Citizen of the Year: Frances Yates

Frances Yates was a major recruiter for the TOPSS Champion Neighborhood Food Drive.

Citizen of the Year: Frances Yates
Those are Neighborhood Food Champions from a food drive in the Springwood area. Photo provided by James Rubenstein.

Frances Yates is recognized as Oxford Citizen of the Year for her leadership in the Talawanda Oxford Pantry & Social Services (TOPSS) Champion Neighborhood Food Drive. TOPSS serves eligible households within the Talawanda School District with pantry services and emergency assistance.

Yates recruited volunteers to serve as neighborhood food champions. They were tasked with organizing a mini food drive among their immediate neighbors, rather than participating in a large city-wide undertaking. 

“Instead of asking residents to take on large areas or complicated commitments, she invited people to focus on their own streets and a few houses around them,” TOPSS Executive Director Sherry Martin explained in her nomination letter for Yates. “Once neighbors saw how easy it was to participate, more streets joined in.”

“By creating an area close to where the Champion resided,” TOPSS volunteer Bobbe Burke wrote out in her nomination letter, “it became possible to make a more personal appeal and spread the word about TOPSS.” 

Ultimately Yates was able to recruit 35 champions, who organized food drives on 75 different Oxford streets. Her nominees estimated that 5,100 food items were collected, and so many donations were received that they weren’t able to obtain a complete count.

Yates “single-handedly designed, coordinated and executed what has become one of the most impactful grassroots food collection efforts in our community,” according to Steve Large, one of her nominators. “Frances manages every aspect of this initiative: scheduling, route planning, advertising, fielding inquiries from neighbors and overseeing the collection and delivery of donations.”

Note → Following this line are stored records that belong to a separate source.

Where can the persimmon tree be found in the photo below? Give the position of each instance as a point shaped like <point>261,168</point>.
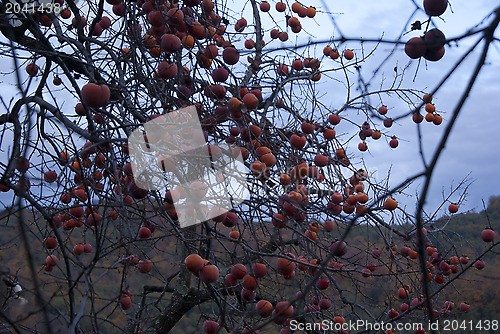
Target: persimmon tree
<point>104,255</point>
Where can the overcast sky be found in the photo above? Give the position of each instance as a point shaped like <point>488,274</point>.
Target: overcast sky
<point>473,148</point>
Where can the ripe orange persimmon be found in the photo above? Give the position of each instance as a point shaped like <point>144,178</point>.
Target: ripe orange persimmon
<point>348,54</point>
<point>280,6</point>
<point>390,204</point>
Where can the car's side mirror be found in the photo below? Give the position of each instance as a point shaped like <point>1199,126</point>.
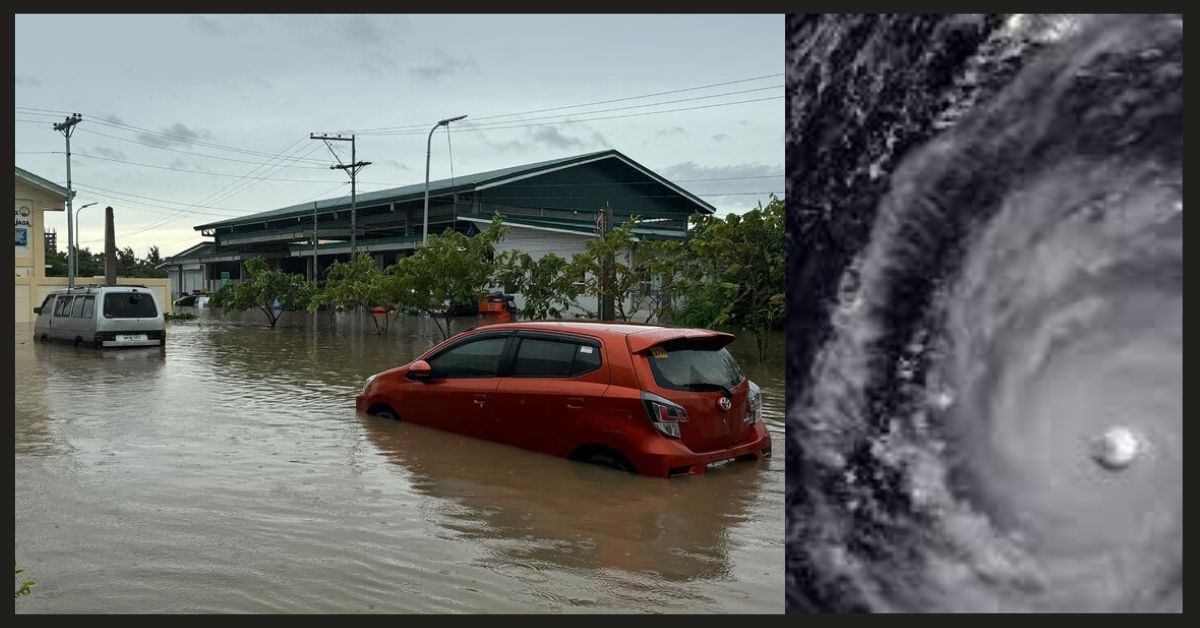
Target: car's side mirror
<point>420,370</point>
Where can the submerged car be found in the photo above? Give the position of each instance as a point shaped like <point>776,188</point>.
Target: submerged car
<point>101,316</point>
<point>651,400</point>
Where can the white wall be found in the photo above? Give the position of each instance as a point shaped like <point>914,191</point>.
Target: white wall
<point>538,243</point>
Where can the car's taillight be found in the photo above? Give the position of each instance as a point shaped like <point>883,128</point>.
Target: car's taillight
<point>665,414</point>
<point>754,405</point>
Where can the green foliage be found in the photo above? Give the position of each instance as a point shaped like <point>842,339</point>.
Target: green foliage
<point>547,283</point>
<point>451,269</point>
<point>358,285</point>
<point>738,271</point>
<point>261,288</point>
<point>635,274</point>
<point>93,264</point>
<point>24,586</point>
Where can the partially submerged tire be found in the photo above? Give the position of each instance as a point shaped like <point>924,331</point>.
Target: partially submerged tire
<point>605,458</point>
<point>384,413</point>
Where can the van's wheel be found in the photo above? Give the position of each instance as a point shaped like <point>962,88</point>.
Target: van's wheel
<point>609,459</point>
<point>385,413</point>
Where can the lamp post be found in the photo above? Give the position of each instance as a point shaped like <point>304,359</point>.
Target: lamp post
<point>429,143</point>
<point>66,127</point>
<point>75,257</point>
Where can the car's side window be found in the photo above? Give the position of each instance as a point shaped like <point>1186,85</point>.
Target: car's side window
<point>63,306</point>
<point>555,358</point>
<point>475,358</point>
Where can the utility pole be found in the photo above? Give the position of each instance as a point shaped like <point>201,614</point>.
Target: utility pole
<point>66,127</point>
<point>76,264</point>
<point>315,240</point>
<point>607,309</point>
<point>353,171</point>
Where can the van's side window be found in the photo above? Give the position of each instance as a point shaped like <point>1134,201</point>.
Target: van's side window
<point>63,306</point>
<point>129,305</point>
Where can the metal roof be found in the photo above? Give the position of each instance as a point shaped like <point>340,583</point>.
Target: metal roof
<point>49,186</point>
<point>192,252</point>
<point>445,186</point>
<point>583,227</point>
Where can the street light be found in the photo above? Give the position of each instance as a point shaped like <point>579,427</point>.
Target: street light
<point>429,143</point>
<point>75,257</point>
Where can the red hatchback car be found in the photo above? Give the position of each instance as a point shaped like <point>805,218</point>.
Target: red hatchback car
<point>642,399</point>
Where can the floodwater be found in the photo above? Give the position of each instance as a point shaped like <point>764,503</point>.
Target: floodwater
<point>231,473</point>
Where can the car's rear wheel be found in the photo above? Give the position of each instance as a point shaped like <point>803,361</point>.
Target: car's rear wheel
<point>605,458</point>
<point>383,412</point>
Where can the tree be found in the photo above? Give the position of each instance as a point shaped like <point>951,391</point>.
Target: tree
<point>639,275</point>
<point>24,587</point>
<point>262,288</point>
<point>93,264</point>
<point>739,267</point>
<point>547,283</point>
<point>451,269</point>
<point>357,285</point>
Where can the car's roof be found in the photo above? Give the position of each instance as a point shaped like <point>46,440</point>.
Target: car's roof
<point>585,327</point>
<point>95,288</point>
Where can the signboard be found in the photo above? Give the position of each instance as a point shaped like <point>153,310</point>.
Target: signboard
<point>23,226</point>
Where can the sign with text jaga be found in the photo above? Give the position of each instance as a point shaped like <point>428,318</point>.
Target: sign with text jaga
<point>23,226</point>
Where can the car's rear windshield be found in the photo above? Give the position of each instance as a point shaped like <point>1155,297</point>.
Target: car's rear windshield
<point>694,365</point>
<point>130,305</point>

Martin told the Oxford Free Press on Nov. 3 that TOPSS had been “busier than usual” as a result of families “bracing themselves” during uncertainty surrounding the Supplemental Nutrition Assistance Program (SNAP) program. 

TOPSS saw a 90% increase in the number of people receiving services in the last week of October, as well as a spike in financial and food donations and volunteers. On Nov. 3, she said food drop-offs had doubled from the usual two to three people who stop by daily, but the pantry was still running low.

“Frances created a dependable stream of donations during the exact months we needed them,” Martin reported. “(She) built a system, tested it, refined it, and kept it running. She never handed the burden back to the staff. She simply made sure it worked.”

“Frances is, without question, one of the most hardworking, generous, and determined volunteers I have ever had the privilege of knowing,” Large wrote. “She approaches her work with humility, reliability, and an unwavering commitment to service.” According to Martin, “her presence is steady, kind, and energizing.”

“Frances Yates represents what our community can be when someone chooses to act with purpose and heart,” Martin concluded in her nomination letter. “She saw a need. She designed a solution. She made it work. And she strengthened the community in the process.”